Corestate Capital – Part 2: Why things had to happen

Before looking at what the future might hold for CCAP, I wanted to post a summary of how it started and why ‘certain things’ happened – actually had to happen, in my view.

You see, some of the stuff I said in part 1 need to be explained. Because I actually do see them differently.

4 CEOs in 4 years since the IPO. A disaster? No, I think it actually had to happen.

It all started with Ralph Winter. You know they say there are 3 types of people: Those who make things happen, those who watch things happen and those who wonder what happened.

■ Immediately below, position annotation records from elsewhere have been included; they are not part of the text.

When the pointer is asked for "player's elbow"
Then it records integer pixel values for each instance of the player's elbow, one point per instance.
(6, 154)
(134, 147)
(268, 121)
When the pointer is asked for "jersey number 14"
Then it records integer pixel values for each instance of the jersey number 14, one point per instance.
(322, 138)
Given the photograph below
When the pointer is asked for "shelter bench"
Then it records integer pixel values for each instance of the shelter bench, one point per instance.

Ralph Winter makes things happen.

The former MD of Cerberus Germany started Corestate in 2006 with half his former team (including VP Thomas Landschreiber) as a real estate private equity boutique. The limiting factor to grow in real estate is money (and relationships/network) so rather logical to take Corestate public in order to improve your access to capital (but no small feat to achieve it).

The listing in late 2016 gave Corestate a public currency and it immediately went on a crazy acquisition spree (Hannover Leasing for €32m, Atos for €26m and HFS for €620m) taking the company’s AuM from €2.8bn in 2016 to €22bn in 2017.

The thing however is as the founder of a private company, you can do everything you want (within the limitations of the law / tax code), as a public company, you are expected to adhere to good corporate governance standards. Particularly if other people entrust you with their money or assets.

Since this is a public blog I will not go into details, but point to the long list of related party transactions in the annual reports 2016-2019 and you should also read the bond prospectus.

The transformation from a founder led organization to a public company with improved governance standards is not easy, does not go without friction and unfortunately requires a churn in (i) major shareholders connected to the founders (ii) management connected to the founders and (iii) supervisory board connected to the founders.

That’s why the frequent changes happened and had to happen. The good news is this transformation appears to be complete now and Corestate will rebrand itself to close this chapter for good.  

But whether the right persons are leading the ship now, remains to be seen.